Chuvas atípicas, decorrentes das mudanças climáticas, provocam inundações,
deslizamentos de encostas, irreparáveis perdas humanas e materiais e expõem as vulnerabilidades da infraestrutura urbana e rodoviária brasileiras
As imagens dos estragos provocados pelas enchentes do final de 2008 e começo de 2009 em Santa Catarina, ainda estão presentes: cidades submersas, estradas tornadas impraticáveis pelos deslizamentos de pedras e terras, pavimento rodoviário em ruínas por causa das chuvas e da falta de serviços de drenagem das águas pluviais; árvores arrastadas pelas pistas de rolamento; residências soterradas; o porto de Itajaí destruído e um prejuízo acumulado, no Estado, de mais de R$ 200 milhões.
Essas imagens se repetiram, desta vez em, em dezembro de 2009 e em janeiro de 2010, em outras regiões brasileiras.
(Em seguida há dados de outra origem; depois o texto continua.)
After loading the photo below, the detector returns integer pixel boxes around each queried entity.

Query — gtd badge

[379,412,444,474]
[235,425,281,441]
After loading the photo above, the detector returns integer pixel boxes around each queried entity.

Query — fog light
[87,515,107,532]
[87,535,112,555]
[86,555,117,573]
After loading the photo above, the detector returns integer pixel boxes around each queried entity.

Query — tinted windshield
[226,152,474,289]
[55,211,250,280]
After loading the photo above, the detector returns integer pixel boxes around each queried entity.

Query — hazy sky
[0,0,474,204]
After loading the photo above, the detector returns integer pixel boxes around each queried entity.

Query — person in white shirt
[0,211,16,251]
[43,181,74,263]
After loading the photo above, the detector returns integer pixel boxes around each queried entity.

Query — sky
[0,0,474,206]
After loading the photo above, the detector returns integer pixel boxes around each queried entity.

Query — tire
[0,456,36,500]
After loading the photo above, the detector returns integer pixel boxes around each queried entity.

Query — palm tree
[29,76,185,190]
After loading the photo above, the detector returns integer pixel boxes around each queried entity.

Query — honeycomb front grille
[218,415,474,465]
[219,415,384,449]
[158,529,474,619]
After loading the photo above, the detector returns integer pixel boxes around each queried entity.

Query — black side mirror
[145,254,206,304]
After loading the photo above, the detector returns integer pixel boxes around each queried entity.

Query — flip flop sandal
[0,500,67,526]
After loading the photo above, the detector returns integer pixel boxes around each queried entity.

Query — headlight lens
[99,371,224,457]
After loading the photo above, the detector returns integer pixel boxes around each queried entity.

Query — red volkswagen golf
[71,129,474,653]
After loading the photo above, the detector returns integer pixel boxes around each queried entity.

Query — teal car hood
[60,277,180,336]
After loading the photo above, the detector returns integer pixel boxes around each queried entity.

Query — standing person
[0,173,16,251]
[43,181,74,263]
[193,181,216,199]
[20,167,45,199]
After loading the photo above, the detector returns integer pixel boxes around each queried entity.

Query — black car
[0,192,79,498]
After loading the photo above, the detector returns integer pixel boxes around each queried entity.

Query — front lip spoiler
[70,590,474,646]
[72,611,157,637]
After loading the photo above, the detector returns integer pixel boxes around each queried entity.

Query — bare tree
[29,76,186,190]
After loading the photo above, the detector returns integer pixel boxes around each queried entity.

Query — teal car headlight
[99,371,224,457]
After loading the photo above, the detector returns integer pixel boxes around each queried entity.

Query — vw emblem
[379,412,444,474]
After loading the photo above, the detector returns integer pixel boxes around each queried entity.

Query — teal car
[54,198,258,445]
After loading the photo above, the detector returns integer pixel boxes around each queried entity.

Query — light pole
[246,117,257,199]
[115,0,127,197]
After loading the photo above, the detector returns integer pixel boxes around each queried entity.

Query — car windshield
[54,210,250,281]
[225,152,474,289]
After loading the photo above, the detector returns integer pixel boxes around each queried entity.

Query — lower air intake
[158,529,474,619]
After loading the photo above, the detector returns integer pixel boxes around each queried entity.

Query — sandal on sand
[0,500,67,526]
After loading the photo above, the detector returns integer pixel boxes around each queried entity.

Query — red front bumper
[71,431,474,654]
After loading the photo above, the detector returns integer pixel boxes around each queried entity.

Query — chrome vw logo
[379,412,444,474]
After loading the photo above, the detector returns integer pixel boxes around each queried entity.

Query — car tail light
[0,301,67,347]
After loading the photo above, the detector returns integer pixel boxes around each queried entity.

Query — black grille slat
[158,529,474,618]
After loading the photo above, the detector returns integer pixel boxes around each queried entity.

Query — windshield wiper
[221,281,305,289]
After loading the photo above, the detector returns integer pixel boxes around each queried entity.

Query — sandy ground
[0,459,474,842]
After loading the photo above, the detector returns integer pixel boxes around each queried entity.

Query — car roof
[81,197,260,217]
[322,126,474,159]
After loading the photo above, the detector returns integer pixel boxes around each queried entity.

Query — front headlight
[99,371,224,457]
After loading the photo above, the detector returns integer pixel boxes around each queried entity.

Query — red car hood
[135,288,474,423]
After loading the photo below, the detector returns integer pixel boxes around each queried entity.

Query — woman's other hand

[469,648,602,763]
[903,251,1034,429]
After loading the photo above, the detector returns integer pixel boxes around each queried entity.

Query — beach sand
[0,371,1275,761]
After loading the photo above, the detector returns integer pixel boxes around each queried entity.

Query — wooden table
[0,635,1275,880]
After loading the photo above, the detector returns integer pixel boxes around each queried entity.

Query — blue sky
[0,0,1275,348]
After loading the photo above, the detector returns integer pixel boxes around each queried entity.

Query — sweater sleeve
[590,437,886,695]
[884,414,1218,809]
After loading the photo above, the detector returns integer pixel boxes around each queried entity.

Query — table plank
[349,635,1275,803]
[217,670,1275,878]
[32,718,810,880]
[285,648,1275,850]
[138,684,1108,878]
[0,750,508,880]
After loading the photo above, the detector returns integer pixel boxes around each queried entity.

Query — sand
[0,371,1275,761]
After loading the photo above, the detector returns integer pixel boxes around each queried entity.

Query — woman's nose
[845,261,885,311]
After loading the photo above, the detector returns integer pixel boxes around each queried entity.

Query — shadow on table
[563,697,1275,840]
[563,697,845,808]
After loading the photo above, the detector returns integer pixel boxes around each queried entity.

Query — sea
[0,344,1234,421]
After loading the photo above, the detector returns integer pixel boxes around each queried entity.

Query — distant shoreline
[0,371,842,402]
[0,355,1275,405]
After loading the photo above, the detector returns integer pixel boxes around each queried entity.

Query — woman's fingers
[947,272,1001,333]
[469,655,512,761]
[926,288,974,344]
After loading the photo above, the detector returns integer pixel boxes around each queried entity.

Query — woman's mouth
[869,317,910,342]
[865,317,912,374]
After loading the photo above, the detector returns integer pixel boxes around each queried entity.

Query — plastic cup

Em São Paulo, bairros ficaram debaixo da água e um deles, o Jardim Pantanal, literalmente submerso no esgoto. O rio Tietê, objeto de ininterruptas e inconclusas obras de dessassoreamento e aprofundamento da calha, transbordou e suas águas avançaram bairros adentro. E até áreas raramente atingidas, antes, pelas inundações, acabaram debaixo de água.
O drama paulistano se estendeu a outras cidades do Estado e regiões. Na histórica São Luís de Paraitinga, no Vale do Paraíba, a devastação atingiu mais de 300 imóveis de um conjunto arquitetônico representativo da época em que a exportação do café proporcionou-lhe enriquecimento e a aquisição de bens culturais e sociais. Houve destruição também em Cunha, Guararema, Bofete e em outras cidades, onde pontes e trechos de estradas estaduais e vicinais foram danificados pelas águas. Até a via Dutra, em um trecho, sofreu o processo erosivo desencadeado pela ação das chuvas.
Diversas dessas ocorrências foram agravadas pelo elevado número de óbitos, conforme aconteceu na Baixada Fluminense, em Angra dos Reis e em Agudo-RS, onde trecho de uma ponte sobre o rio Jacuí desabou, matando dez pessoas que ali se encontravam observando a extensão dos estragos ocasionados pelas enchentes.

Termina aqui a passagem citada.